I highlighted the best, but often they're within measurement noise margin of each other. It's unsurprising the -fno-pie -no-pie was sometimes faster: indexing static arrays with [disp32 + reg] is not an indexed addressing mode, just base + disp32, so it doesn't ever unlaminate on Sandybridge-family CPUs.

But with gcc sometimes -fpie was faster; I didn't check but I assume gcc just shot itself in the foot somehow when 32-bit absolute addressing was possible. Or just innocent-looking differences in code-gen happened to cause alignment or uop-cache problems; I didn't check in detail.


For SIMD, we can simply do 2 or 4x uint64_t in parallel, only accumulating horizontally in the final step where we widen bytes to 32-bit elements. (Perhaps by shuffling in-lane and then using pmaddubsw with a multiplier of _mm256_set1_epi8(1) to add horizontal byte pairs into 16-bit elements.)

TODO: manually-vectorized __m128i and __m256i (and __m512i) versions of this. Should be close to 2x, 4x, or even 8x faster than the "gradual" times above. Probably HW prefetch can still keep up with it, except maybe an AVX512 version with data coming from DRAM, especially if there's contention from other threads.
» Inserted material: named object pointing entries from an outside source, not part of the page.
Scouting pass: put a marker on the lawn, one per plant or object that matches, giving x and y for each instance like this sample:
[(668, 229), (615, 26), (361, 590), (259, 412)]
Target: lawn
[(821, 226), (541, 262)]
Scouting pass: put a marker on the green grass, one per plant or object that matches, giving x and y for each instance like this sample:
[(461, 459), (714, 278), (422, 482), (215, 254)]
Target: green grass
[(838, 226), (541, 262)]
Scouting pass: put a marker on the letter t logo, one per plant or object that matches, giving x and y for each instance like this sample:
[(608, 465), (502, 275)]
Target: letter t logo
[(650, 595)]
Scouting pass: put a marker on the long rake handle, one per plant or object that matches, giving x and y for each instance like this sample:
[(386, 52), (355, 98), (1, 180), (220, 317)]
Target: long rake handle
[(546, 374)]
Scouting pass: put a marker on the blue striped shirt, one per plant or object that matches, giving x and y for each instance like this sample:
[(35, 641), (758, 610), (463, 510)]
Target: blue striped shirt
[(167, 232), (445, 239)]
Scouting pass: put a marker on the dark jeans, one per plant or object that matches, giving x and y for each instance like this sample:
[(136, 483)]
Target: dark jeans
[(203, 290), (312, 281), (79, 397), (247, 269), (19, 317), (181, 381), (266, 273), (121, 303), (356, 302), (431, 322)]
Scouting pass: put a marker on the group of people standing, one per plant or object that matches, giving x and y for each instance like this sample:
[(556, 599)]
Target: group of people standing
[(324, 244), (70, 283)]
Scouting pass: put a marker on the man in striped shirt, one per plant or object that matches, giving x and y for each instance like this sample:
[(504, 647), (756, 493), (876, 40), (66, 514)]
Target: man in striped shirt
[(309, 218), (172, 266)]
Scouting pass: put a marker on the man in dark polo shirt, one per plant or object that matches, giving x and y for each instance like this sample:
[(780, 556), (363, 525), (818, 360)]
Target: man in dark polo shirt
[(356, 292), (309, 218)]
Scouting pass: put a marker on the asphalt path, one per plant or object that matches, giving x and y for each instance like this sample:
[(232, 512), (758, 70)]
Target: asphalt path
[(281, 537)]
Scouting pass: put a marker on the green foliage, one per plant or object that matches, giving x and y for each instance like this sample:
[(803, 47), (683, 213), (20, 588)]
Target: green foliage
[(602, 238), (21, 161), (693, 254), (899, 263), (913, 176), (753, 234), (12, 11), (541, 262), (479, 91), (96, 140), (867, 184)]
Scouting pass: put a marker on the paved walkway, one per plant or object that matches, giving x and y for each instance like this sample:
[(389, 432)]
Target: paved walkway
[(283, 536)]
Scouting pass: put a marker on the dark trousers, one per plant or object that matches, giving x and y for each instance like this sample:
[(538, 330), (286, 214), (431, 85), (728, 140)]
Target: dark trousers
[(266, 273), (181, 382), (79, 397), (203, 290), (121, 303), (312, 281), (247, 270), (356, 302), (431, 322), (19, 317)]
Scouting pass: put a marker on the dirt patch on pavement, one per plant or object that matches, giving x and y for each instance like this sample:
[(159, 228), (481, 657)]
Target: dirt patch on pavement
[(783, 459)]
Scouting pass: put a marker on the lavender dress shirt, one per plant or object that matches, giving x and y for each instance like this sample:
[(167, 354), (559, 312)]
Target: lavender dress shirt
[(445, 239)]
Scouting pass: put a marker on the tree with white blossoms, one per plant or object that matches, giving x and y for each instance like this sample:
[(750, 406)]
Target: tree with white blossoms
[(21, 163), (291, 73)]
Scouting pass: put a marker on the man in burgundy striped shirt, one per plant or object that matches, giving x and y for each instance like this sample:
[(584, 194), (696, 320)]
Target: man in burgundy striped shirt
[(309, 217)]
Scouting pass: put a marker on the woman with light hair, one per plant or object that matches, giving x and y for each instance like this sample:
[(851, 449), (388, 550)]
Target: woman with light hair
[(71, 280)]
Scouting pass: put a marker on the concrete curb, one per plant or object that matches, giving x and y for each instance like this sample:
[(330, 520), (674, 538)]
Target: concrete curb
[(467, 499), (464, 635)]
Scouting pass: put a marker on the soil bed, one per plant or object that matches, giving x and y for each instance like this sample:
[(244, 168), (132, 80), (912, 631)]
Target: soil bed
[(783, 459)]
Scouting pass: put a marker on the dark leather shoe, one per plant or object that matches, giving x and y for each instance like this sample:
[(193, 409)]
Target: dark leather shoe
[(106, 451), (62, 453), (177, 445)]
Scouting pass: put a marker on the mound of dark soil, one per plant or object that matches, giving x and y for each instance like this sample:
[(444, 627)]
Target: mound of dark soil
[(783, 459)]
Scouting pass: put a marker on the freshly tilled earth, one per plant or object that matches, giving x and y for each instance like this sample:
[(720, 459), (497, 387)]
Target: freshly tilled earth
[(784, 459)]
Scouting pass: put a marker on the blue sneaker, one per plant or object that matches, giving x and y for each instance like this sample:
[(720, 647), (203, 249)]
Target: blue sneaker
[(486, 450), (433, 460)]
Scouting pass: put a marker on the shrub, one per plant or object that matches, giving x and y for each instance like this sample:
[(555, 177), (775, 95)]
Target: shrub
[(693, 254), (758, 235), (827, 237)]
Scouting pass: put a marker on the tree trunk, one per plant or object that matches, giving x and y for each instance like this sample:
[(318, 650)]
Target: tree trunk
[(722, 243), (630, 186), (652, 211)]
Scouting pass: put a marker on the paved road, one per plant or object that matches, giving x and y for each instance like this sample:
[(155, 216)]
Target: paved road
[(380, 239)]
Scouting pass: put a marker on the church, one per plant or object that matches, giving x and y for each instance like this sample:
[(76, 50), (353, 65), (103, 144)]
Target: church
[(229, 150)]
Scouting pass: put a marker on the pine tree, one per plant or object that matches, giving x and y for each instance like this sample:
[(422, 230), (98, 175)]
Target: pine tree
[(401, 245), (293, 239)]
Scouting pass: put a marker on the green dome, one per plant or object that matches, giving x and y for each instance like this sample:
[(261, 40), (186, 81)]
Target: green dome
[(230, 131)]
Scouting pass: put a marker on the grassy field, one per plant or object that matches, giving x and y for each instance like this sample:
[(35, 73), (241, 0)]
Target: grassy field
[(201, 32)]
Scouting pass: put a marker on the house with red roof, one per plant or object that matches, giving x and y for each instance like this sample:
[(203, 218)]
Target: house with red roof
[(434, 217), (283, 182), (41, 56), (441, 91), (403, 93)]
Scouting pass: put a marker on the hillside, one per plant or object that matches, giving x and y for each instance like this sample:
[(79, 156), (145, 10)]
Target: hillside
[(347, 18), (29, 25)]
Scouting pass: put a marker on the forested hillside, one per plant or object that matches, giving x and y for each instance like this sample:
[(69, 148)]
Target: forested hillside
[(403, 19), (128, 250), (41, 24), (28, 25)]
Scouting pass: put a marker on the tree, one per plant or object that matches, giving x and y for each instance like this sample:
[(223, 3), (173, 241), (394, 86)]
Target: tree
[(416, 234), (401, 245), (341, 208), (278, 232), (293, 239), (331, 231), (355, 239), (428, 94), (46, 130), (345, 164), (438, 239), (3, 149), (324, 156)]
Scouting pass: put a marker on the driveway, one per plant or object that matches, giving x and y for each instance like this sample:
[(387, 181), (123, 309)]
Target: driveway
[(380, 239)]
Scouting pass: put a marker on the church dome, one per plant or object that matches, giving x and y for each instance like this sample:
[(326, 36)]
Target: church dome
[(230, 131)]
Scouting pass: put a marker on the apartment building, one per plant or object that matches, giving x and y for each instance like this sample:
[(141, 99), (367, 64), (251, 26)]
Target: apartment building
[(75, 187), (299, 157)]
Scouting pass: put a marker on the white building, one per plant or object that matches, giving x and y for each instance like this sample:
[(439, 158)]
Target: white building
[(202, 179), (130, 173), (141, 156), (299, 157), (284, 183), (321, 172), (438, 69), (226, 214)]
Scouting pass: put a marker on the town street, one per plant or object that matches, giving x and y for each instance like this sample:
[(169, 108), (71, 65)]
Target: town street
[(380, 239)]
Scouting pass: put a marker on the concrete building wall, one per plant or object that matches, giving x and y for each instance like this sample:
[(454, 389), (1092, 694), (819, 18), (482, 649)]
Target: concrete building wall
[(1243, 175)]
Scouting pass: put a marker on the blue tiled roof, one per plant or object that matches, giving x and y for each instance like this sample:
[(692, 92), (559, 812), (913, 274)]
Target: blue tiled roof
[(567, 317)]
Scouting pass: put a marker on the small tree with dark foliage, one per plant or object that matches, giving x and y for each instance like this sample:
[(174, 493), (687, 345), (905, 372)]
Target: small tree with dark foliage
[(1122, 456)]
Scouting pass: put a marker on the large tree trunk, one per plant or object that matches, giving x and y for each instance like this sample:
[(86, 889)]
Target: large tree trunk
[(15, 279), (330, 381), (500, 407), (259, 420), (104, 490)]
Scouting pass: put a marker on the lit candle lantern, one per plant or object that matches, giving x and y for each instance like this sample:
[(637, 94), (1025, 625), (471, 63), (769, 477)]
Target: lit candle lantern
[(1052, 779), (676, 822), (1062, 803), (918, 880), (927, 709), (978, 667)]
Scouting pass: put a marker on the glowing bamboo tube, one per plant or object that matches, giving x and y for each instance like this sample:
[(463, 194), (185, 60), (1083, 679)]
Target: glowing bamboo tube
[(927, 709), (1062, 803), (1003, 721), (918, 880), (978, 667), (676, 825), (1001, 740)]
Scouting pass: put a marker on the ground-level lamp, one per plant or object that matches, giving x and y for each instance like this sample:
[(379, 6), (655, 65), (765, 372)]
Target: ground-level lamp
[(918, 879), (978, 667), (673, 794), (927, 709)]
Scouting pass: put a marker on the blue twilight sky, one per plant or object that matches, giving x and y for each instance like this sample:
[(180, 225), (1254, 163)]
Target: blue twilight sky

We do a significant amount of work per qword we read.


Obsolete code: improvements to the bit-loop

Your portable scalar version can be improved, too, speeding it up from ~1.92 seconds (with a 34% branch mispredict rate overall, with the fast loops commented out!) to ~0.35sec (clang7.0 -O3 -march=sandybridge) with a properly random input on 3.9GHz Skylake. Or 1.83 sec for the branchy version with != 0 instead of == m, because compilers fail to prove that m always has exactly 1 bit set and/or optimize accordingly.

(vs. 0.01 sec for @njuffa's or my fast version above, so this is pretty useless in an absolute sense, but it's worth mentioning as a general optimization example of when to use branchless code.)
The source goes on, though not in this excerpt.